Stephen Brown, Stockholm – Swedish police on Tuesday arrested three leaders of an Aceh separatist group which has been fighting Indonesia for independence since 1976, saying they were suspected of "grave breaches of international law."

Two of the exiled leaders of GAM, the Free Aceh Movement, were being held in custody, the Swedish prosecutors' office said. Jakarta, which has long lobbied Sweden to curtail their activities, welcomed the move.

About 10,000 people, mostly civilians, have died in the fighting between GAM and government troops in the western-most province of the vast Indonesian archipelago.

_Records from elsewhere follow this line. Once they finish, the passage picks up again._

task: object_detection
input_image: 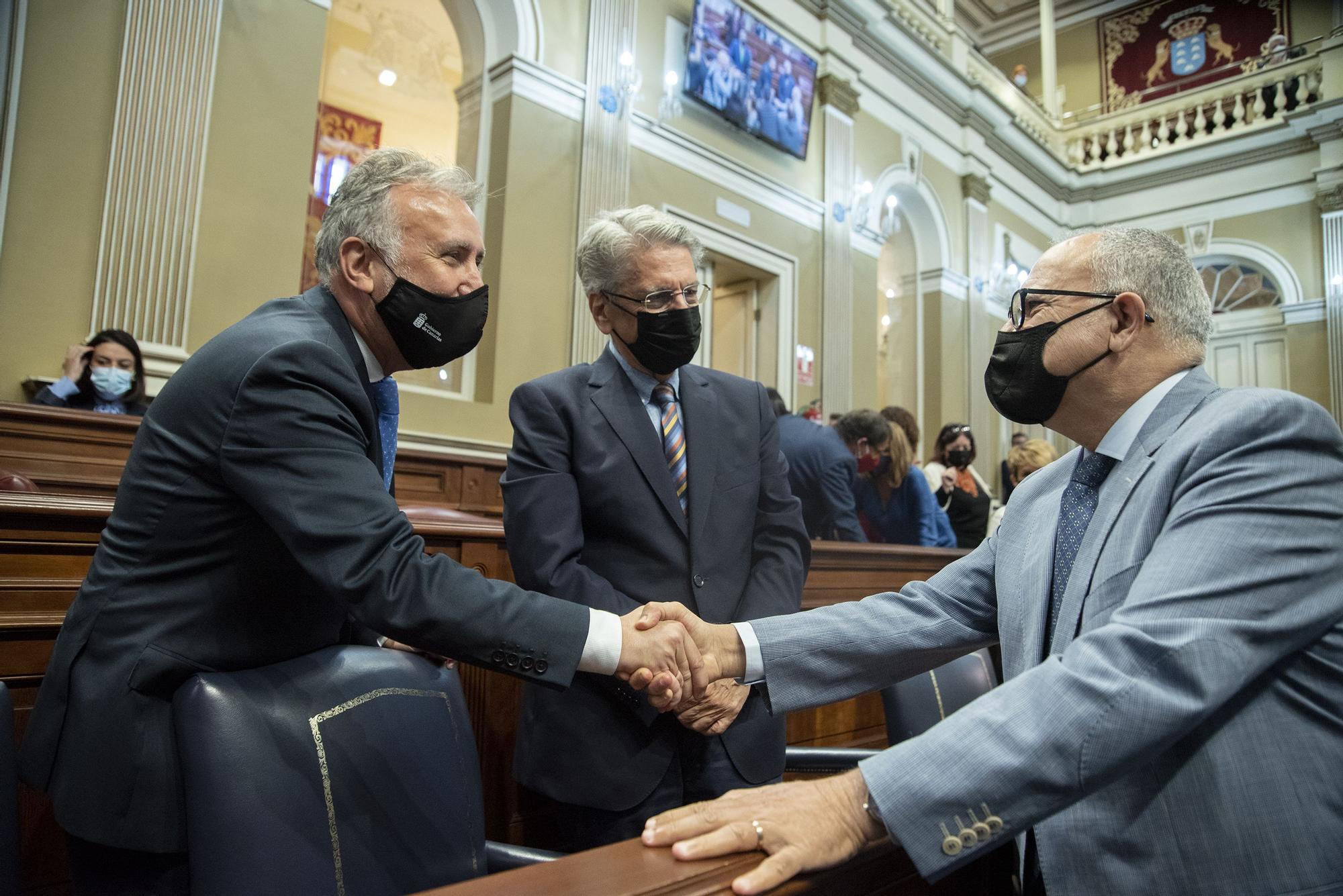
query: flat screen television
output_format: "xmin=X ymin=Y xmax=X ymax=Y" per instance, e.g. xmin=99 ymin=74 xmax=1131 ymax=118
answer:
xmin=682 ymin=0 xmax=817 ymax=158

Jakarta named the three as Hasan Tiro, Zaini Abdullah and Malik Mahmud, who is considered by GAM as Aceh's exiled prime minister. It did not specify which two were in custody.

The Indonesian foreign ministry issued a statement hailing Sweden's "steadfast commitment" to ending "armed rebellion, acts of violence, and acts of terrorism perpetrated by GAM in Aceh and other regions in Indonesia."

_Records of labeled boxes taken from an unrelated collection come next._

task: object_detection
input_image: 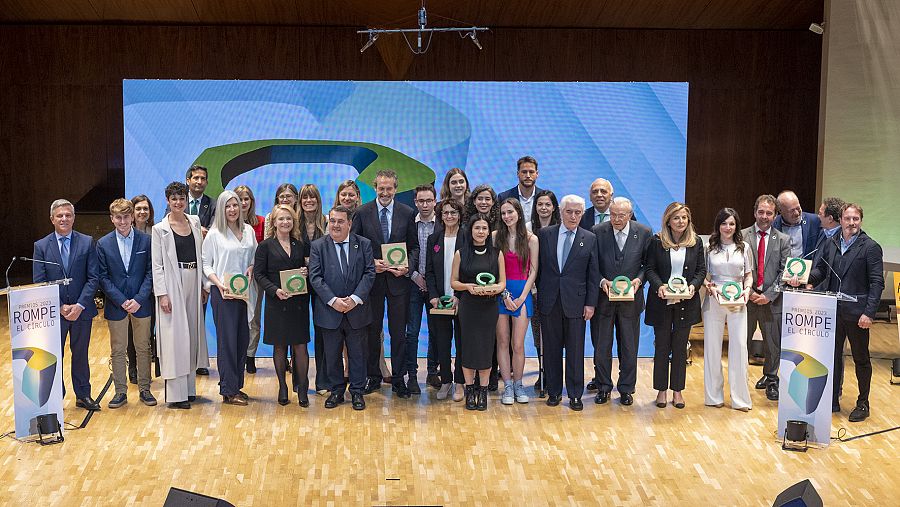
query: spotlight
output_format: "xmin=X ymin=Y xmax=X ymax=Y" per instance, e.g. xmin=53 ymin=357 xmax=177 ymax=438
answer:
xmin=359 ymin=32 xmax=378 ymax=53
xmin=781 ymin=421 xmax=809 ymax=452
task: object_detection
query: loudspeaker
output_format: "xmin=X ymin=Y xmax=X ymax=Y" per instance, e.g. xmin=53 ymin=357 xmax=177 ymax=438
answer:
xmin=772 ymin=479 xmax=822 ymax=507
xmin=163 ymin=488 xmax=234 ymax=507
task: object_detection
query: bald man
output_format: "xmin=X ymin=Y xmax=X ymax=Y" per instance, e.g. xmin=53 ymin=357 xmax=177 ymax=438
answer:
xmin=772 ymin=190 xmax=822 ymax=257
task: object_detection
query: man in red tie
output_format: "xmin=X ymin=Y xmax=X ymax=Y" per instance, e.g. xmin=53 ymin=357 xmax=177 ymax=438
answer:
xmin=741 ymin=194 xmax=791 ymax=401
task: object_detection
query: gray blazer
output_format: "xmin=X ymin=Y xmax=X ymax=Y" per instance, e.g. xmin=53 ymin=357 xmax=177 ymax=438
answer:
xmin=741 ymin=225 xmax=791 ymax=313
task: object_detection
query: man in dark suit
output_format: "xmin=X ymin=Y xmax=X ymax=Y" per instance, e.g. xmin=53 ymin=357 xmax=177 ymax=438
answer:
xmin=579 ymin=178 xmax=613 ymax=392
xmin=593 ymin=197 xmax=653 ymax=405
xmin=32 ymin=199 xmax=100 ymax=410
xmin=309 ymin=206 xmax=375 ymax=410
xmin=497 ymin=155 xmax=541 ymax=223
xmin=809 ymin=203 xmax=884 ymax=422
xmin=772 ymin=190 xmax=822 ymax=258
xmin=537 ymin=195 xmax=599 ymax=410
xmin=741 ymin=194 xmax=788 ymax=401
xmin=353 ymin=169 xmax=419 ymax=398
xmin=579 ymin=178 xmax=613 ymax=230
xmin=97 ymin=199 xmax=156 ymax=408
xmin=184 ymin=165 xmax=216 ymax=375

Indonesia troops launched an offensive and imposed martial law in Aceh, an oil and gas-rich province on the northern tip of Sumatra island, after peace talks collapsed in 2003. Martial law was lifted this May but there are still 40,000 troops there.

US-based Human Rights Watch said in a report in December the military was waging an extensive campaign of extra-judicial killings, kidnapping and torture in Aceh – a report Jakarta dismissed as "ill-informed and one-sided."

Sweden granted the GAM leaders asylum in the late 1970s. After years of pressure from Jakarta a team of Swedish court investigators including a chief prosecutor went to Indonesia in March to investigate Indonesia's allegations.

GAM spokesman Bakhtiar Abdullah told Reuters in a recent interview in Stockholm that they had taken the precaution of hiring a lawyer after the prosecutors' trip to Indonesia but that they still believed "there is justice and law in Sweden."

Sweden's foreign ministry, asked if Stockholm had yielded to Indonesian lobbying over GAM, said prosecutor Thomas Lindstrand had seen the situation in Indonesia for himself and was acting as "an independent member of the judiciary."

Indonesia goes to the polls in July to choose a new president, with policy on Aceh a campaign issue.